Ainsi, avec une demi-douzaine de collègues, le Dr Wilcox, le Dr Mueller et le Dr Warstadt ont conçu le BabyLM Challenge, pour essayer de rapprocher légèrement les modèles linguistiques de la compréhension humaine. En janvier, ils ont lancé un appel à des équipes pour former des modèles linguistiques sur le même nombre de mots qu’un humain de 13 ansrencontré – environ 100 millions. Les modèles candidats seraient testés sur leur capacité à générer et à saisir les nuances du langage, et un gagnant serait déclaré.

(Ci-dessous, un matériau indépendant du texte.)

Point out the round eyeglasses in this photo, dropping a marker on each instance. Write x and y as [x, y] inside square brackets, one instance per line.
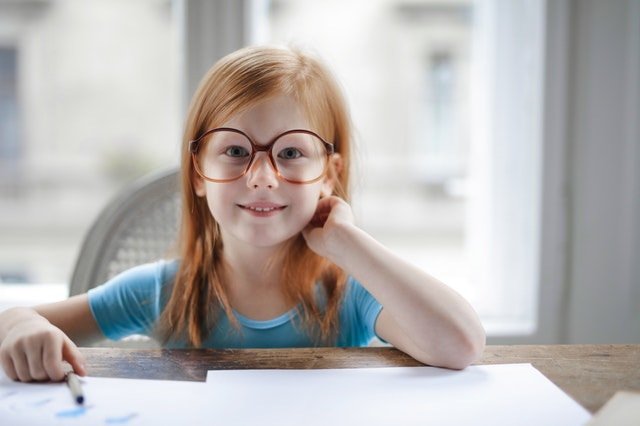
[225, 154]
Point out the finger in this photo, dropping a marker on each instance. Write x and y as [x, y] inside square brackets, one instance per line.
[7, 365]
[52, 360]
[73, 356]
[34, 360]
[21, 365]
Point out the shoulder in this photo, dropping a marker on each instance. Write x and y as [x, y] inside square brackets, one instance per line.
[150, 277]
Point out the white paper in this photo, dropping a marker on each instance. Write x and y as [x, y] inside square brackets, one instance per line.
[507, 394]
[108, 401]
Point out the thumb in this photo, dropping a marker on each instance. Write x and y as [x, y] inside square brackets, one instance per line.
[73, 356]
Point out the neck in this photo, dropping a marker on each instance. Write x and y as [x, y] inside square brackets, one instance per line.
[257, 267]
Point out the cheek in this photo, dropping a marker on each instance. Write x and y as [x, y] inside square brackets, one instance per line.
[308, 204]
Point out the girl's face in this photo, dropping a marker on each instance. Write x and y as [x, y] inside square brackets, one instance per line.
[260, 209]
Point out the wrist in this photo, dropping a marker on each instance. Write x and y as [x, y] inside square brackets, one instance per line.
[344, 242]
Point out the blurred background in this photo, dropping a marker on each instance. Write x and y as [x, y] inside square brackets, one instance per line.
[497, 141]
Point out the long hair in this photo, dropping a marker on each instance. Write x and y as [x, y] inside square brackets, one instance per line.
[234, 84]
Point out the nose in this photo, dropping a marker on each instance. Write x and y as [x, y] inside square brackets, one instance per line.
[261, 173]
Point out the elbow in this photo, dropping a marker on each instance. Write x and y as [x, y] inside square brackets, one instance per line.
[469, 349]
[459, 350]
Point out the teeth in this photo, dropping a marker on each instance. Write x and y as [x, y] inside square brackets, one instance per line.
[262, 209]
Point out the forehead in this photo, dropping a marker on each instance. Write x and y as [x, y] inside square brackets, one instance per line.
[269, 118]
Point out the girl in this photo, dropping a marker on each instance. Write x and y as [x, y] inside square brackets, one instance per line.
[269, 252]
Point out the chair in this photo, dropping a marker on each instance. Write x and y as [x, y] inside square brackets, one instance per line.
[139, 226]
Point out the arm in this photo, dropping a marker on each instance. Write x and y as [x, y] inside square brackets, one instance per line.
[35, 341]
[421, 316]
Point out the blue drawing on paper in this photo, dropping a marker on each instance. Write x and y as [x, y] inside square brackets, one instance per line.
[120, 420]
[73, 412]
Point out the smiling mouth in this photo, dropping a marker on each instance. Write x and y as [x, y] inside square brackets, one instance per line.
[263, 209]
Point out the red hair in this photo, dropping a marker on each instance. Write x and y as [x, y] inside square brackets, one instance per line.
[234, 84]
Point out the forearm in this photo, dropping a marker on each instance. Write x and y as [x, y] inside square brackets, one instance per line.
[438, 321]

Eva Portelance, linguiste à l’Université McGill, a relevé le défi le jour de son annonce. Ses recherches chevauchent la frontière souvent floue entre l’informatique et la linguistique. Les premières incursions dans l’IA, dans les années 1950, étaient motivées par le désir de modéliser les capacités cognitives humaines dans les ordinateurs ; l’unité de base du traitement de l’information dans l’IA est “le” “neurone”, et les premiers modèles de langage des années 1980 et 1990 ont été directement inspirés par le cerveau humain.
Mais à mesure que les processeurs devenaient plus puissants et que les entreprises commençaient à travailler sur des produits commercialisables, les informaticiens ont réalisé qu’il était souvent plus facile de former des modèles de langage sur d’énormes quantités de données que de les forcer dans des structures psychologiquement informées. En conséquence, le Dr Portelance a déclaré: “ils nous donnent un texte qui ressemble à un humain, mais il n’y a aucun lien entre nous et leur fonctionnement.”
Pour les scientifiques intéressés à comprendre le fonctionnement de l’esprit humain, ces grands modèles offrent un aperçu limité. Et parce qu’ils nécessitent une puissance de traitement énorme, peu de chercheurs peuvent y accéder. “Seul un petit nombre de laboratoires industriels dotés d’énormes ressources peuvent se permettre de former des modèles avec des milliards de paramètres sur des billions de mots”, Dr. dit Wilcox.
“Ou même pour les charger”, a ajouté le Dr Mueller. “Cela a rendu la recherche dans le domaine un peu moins démocratique ces derniers temps.”
Le défi BabyLM, a déclaré le Dr Portelance, pourrait être considéré comme un pas loin de la course aux armements pour des modèles de langage plus grands, et un pas vers une IA plus accessible et plus intuitive.
Le potentiel d’un tel programme de recherche n’a pas été ignoré par les grands laboratoires de l’industrie. Sam Altman, directeur général d’OpenAI, a récemment déclaré que l’augmentation de la taille des modèles de langage ne conduirait pas au même type d’améliorations observées au cours des dernières années. Et des entreprises comme Google et Meta ont également investi dans la recherche de modèles de langage plus efficaces, informés par les structures cognitives humaines. Après tout, un modèle capable de générer du langage lorsqu’il est formé sur moins de données pourrait également être mis à l’échelle.
Quels que soient les bénéfices d’un BabyLM réussi, pour ceux qui sont derrière le défi, les objectifs sont plus académiques et abstraits. Même le prix subvertit le pratique. “Juste de la fierté”, a déclaré le Dr Wilcox.